Nigeria’s removal from the Financial Action Task Force grey list is a significant milestone that strengthens the country’s financial credibility.

• October 31, 2025
EFCC chairman, Ola Olukoyede (credit: EFCC)
EFCC chairman, Ola Olukoyede (credit: EFCC)

Nigeria’s removal from the Financial Action Task Force grey list is a significant milestone that strengthens the country’s financial credibility.

Jobson Ewalefoh, the director-general of the Infrastructure Concession Regulatory Commission (ICRC), said this in a statement on Friday.

Mr Ewalefoh said the removal also repositions Nigeria as one of Africa’s most attractive destinations for investment.

He said the FATF grey list identifies countries with gaps in anti-money laundering and financial transparency controls.

Mr Ewalefoh said exiting the list signalled improved financial governance, reduced perceived investment risk, and reassured global investors of Nigeria’s commitment to international financial standards.

The director-general stated that the decision reflected the economic stability and reforms being implemented under the leadership of President Bola Tinubu.

He also acknowledged the role of key institutions, such as the Nigerian Financial Intelligence Unit, the Central Bank of Nigeria, the Securities and Exchange Commission, and the Ministries of Finance and Justice, in strengthening the compliance framework and achieving this feat.

According to Mr Ewalefoh, the delisting is expected to trigger a renewed influx of private capital into Nigeria’s infrastructure space, particularly in efforts to close the country’s well-documented infrastructure financing gap.

“Nigeria now carries a cleaner financial risk profile.

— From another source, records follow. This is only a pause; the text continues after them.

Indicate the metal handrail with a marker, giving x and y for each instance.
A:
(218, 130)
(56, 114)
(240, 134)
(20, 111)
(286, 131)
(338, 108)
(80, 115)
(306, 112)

This means lower risk premiums, easier cross-border transactions, and stronger investor confidence. For us at the ICRC, this directly supports our mission to attract innovative financing that will help bridge Nigeria’s infrastructure gap.

“Nigeria’s clean financial bill means lower risk premiums, smoother cross-border transactions, and renewed investor confidence. It directly strengthens our mission at ICRC to attract innovative financing that bridges Nigeria’s infrastructure gap,” he said.

The director-general stated that Nigeria’s infrastructure deficit, estimated at over $2.3 trillion, requires a sustained annual investment of about $100 billion until 2043.

He noted that renewed investor confidence after the FATF delisting will accelerate efforts to close the gap through well-structured public-private partnerships and private sector financing models.

“The ICRC believes this milestone will serve as a magnet for institutional investors, impact funds, and global financiers seeking credible, transparent, and rewarding investment opportunities in Nigeria’s infrastructure space,” he said.

Mr Ewalefoh said that since assuming office, Mr Tinubu’s policy direction had brought about the repositioning of the ICRC for efficiency and impact.

“Under this leadership, the ICRC has streamlined PPP processes to fast-track project delivery and secured and implemented Presidential approval for new project approval thresholds of N20 billion and N10 billion for MDAs to accelerate smaller projects. The commission has also issued a comprehensive regulatory framework providing clear, step-by-step guidelines from project conception to hand-back,” he stated.

He called on local and international investors to seize the opportunity to partner with the Nigerian government in developing key infrastructure projects in transportation, power, water, healthcare, and technology.

“Nigeria is open for business like never before. With FATF’s delisting and our strengthened PPP framework, the stage is set for a new wave of infrastructure investment that will redefine Nigeria’s economic landscape,” Mr Ewalefoh said.